Rien d’étonnant à ce que Cherif Abderrahman Jah soit écouté et respecté. Depuis des années, je constate à quel point, au Maroc et en Espagne, et certainement ailleurs également, nombre de gens l’entendent et l’admirent. Je n’en veux pour preuve que l’amitié et la prédilection manifestées par M. Julio Caro Baroja à son égard, ayant été témoin de quelques épisodes révélateurs de la haute estime dans laquelle le grand historien et anthropologue espagnol, auréolé de son prestige, tenait le Professeur Abderrahman Jah.
Conduite éclairée
J’ai eu la chance, sur le plan professionnel et humain, de prendre part à certaines activités organisées et réalisées par la FUNCI, toujours sous la conduite éclairée du Professeur Abderrahman Jah. Je pense notamment à ses Congrès, depuis 1988 avec les inoubliables Premières Journées Internationales de Culture Islamique “Aragón vit son histoire” (dont les Actes furent publiés en 1990) jusqu’aux Journées sur « Islam et Constitutionnalisme : un dialogue ouvert », organisées par la FUNCI dans la Bibliothèque Vivante d’Al-Andalous (Fondation Paradigma Córdoba), cet hiver 2015. Les Expositions sont également un domaine où la FUNCI démontre ses compétences scientifique et technique : « Qalam, l’art du livre », grande exposition à la Bibliothèque Nationale du Royaume du Maroc (Rabat, 2010), et son Catalogue publié. Je peux témoigner personnellement du soin apporté à ce travail et de ses excellents résultats.

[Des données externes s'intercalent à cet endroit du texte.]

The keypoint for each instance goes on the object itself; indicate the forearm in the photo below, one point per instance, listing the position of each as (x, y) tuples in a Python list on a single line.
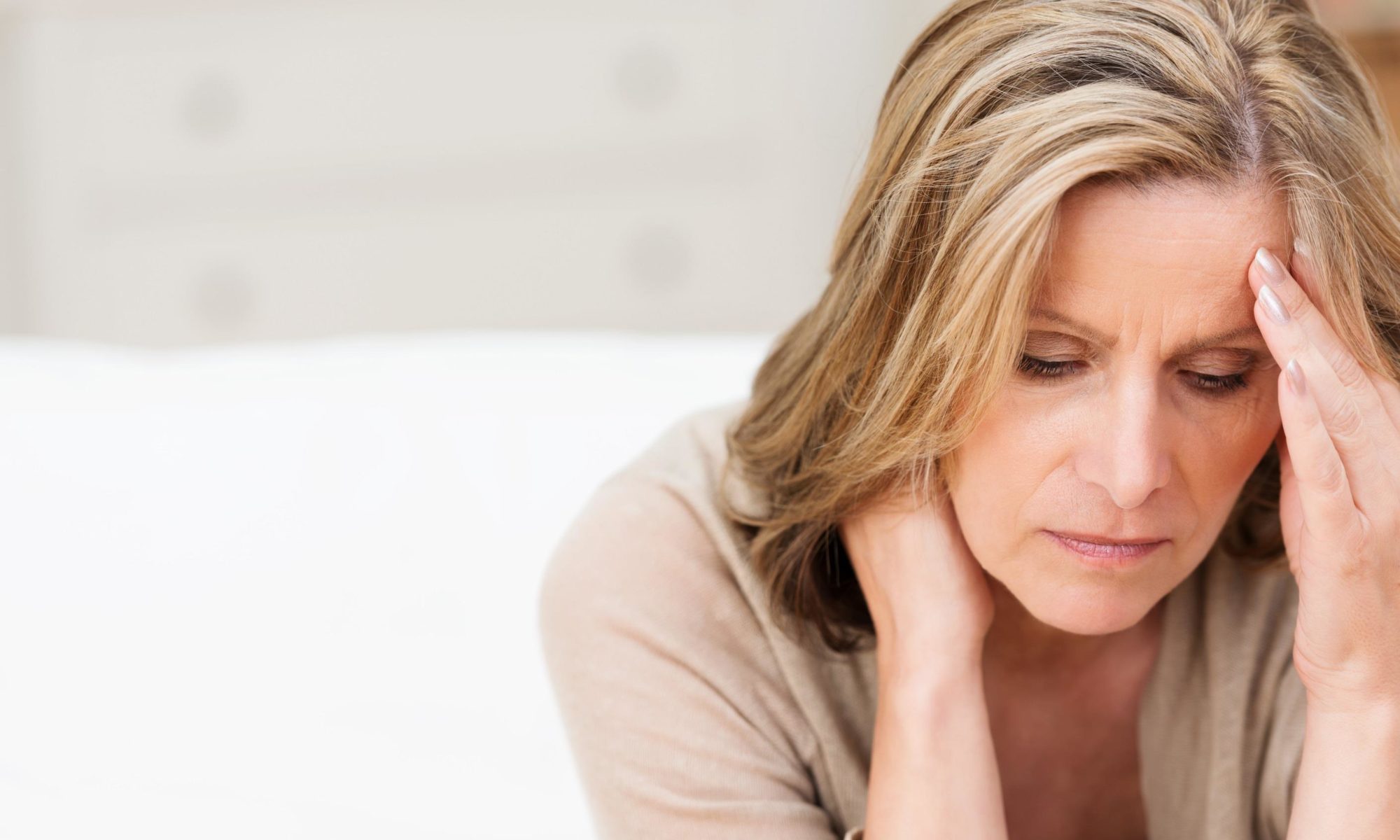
[(933, 768), (1349, 778)]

Je ne cite que ces trois exemples parmi bien d’autres réalisations. « C’est à leurs fruits que vous les reconnaîtrez », et nous connaissons l’ampleur de l’œuvre du Professeur Abderrahman Jah; sans oublier l’importance de ses idées, de ses écrits et de ses déclarations, comme son discours pour le dialogue euro-islamique devant l’Assemblée Parlementaire du Conseil de l’Europe, et le premier Manifeste international contre l’islamophobie qu’il a présenté au Cercle des Beaux-Arts à Madrid en 2003.
Et ce n’est qu’une petite partie de ses accomplissements: en soixante-dix ans d’une vie féconde, le sage cheikh Cherif Abderrahman Jah a su apporter au monde culture et fraternité, expressions magnifiques d’un humanisme appelé, nous l’espérons, à une diffusion encore plus large.